Source ; Greg Harrison
November 19th, 2012

Analysts have trimmed their earnings outlooks so much that, they have set the stage for a return to respectable levels of earnings growth in the fourth quarter, especially among Consumer Discretionary stocks.

After S&P 500 companies reported third-quarter earnings that were largely flat over year-earlier levels, investors are looking forward to seeing a return to more normal level of earnings growth – and hoping that this will show up in the fourth quarter reports. Certainly, analysts are more optimistic about the final quarter of 2012 than they were about the third quarter, and currently are calling for fourth quarter profits to grow by 4.7%. Still, that’s half of what they were forecasting S&P 500 companies would earn this quarter only a month ago, so it’s worth pondering whether they will continue to cut estimates as we head toward the end of the quarter and the year as a whole.
The most recent decline in earnings appears to be a direct result of the guidance that companies themselves provided as they released their third-quarter results. As is evident from Exhibit 1, below, until companies began publishing negative guidance, the consensus estimate for fourth-quarter earnings growth hovered just below 10%. And since most of the guidance provided by S&P 500 companies this quarter has been negative, with 3.4 bearish preannouncements for every one that was positive, the result has been a slide in earnings growth forecasts. Still, as analysts lowered their estimates, companies began to shift toward positive preannouncements. The pattern in the third quarter was similar, as an unusually negative level of preannouncements caused the growth estimate to drop to the point that the number of earnings “beats” came close to what we are used to seeing in a typical earnings season. That caused the earnings growth rate to climb once more, and served as a sign that, at their current levels, analysts’ opinions are close to the internal forecasts of the companies themselves.

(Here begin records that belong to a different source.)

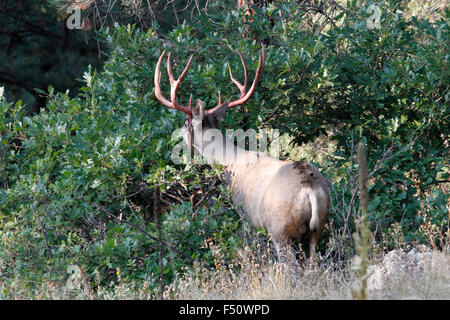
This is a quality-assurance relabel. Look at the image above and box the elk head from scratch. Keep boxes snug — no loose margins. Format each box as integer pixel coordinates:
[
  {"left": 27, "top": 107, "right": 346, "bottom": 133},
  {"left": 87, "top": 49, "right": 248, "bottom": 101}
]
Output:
[{"left": 154, "top": 45, "right": 265, "bottom": 151}]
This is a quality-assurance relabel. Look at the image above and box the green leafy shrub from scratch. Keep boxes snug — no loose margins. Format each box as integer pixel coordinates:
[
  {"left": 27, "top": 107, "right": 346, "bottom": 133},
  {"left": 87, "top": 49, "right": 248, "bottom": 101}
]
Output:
[{"left": 0, "top": 1, "right": 450, "bottom": 293}]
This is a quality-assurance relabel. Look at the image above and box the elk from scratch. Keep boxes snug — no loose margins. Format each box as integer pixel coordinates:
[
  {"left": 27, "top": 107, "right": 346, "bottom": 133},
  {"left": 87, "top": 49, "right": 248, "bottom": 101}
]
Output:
[{"left": 154, "top": 45, "right": 330, "bottom": 258}]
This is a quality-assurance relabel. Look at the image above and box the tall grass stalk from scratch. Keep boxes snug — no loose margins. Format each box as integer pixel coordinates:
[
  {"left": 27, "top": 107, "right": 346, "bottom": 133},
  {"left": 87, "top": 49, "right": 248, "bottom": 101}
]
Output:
[{"left": 352, "top": 142, "right": 369, "bottom": 300}]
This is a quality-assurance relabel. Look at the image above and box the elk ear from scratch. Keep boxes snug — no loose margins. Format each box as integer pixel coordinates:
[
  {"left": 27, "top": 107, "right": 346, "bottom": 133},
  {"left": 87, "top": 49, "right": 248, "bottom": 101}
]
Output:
[{"left": 192, "top": 99, "right": 205, "bottom": 121}]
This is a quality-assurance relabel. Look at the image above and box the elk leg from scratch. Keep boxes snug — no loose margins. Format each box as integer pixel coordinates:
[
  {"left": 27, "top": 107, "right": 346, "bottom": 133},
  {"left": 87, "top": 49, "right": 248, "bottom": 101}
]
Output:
[{"left": 309, "top": 231, "right": 319, "bottom": 260}]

The recent increase in the proportion of guidance that offers an upbeat forecast is a good sign for investors who hope that the fourth quarter will mark a resumption of earnings growth. In a typical quarter, there are 2.3 negative preannouncements for each positive one. The more bearish ratio for the fourth quarter may be daunting on an overall basis, but when we turn our attention to individual sectors, there are some encouraging signs. In the Consumer Discretionary group, for instance, there are only 2 negative preannouncements for every positive one, and five of the six companies to have published a more optimistic outlook has done so quite recently – within the last two weeks. The negative to positive ratio for the fourth quarter is more negative, at 3.2. These companies also boast the strongest earnings growth record for the third quarter and appear likely to replicate that feat in the fourth quarter.
Within the Consumer Discretionary sector, positive preannouncements have come from brands like Leggett & Platt Inc (LEG.N) and Fossil Incorporated (FOSL.O) and smaller retailers like Dollar Tree Inc (DLTR.O) and GameStop Corp (GME.N). At the other end of the spectrum, however, some household names within the retailing sector are still warning that analysts’ estimates for their fourth-quarter are still too high. This group includes Macy’s Inc (M.N), Kohl’s Corp (KSS.N), and Target Corporation (TGT.N), which all have issued negative guidance over the past two weeks.
One reason to be wary about the magnitude of any earnings rebound in the fourth quarter is what is taking place in the Materials sector. After profits growth plunged 26.6% during the third quarter, analysts currently expect earnings for the group to rise by 2.2% this quarter. That turnaround is a major factor in the overall predictions of a growth in earnings overall – but companies are cautioning analysts about being overly optimistic: while five companies have published negative guidance, only one has suggested that earnings will beat expectations. This is a relatively small sample size when compared to other S&P 500 sectors, but it still makes up a significant portion of the Materials group.

With the improvement in analyst sentiment with respect to fourth-quarter earnings growth rates, it is reasonable to hope that this will lead to a stabilization in fourth-quarter earnings estimates, as well, after a month of consistent cuts by analysts. These analysts finally may have lowered estimates to the point where companies will be able to meet or exceed expectations, laying the foundation for a return to earnings growth after a weak third quarter.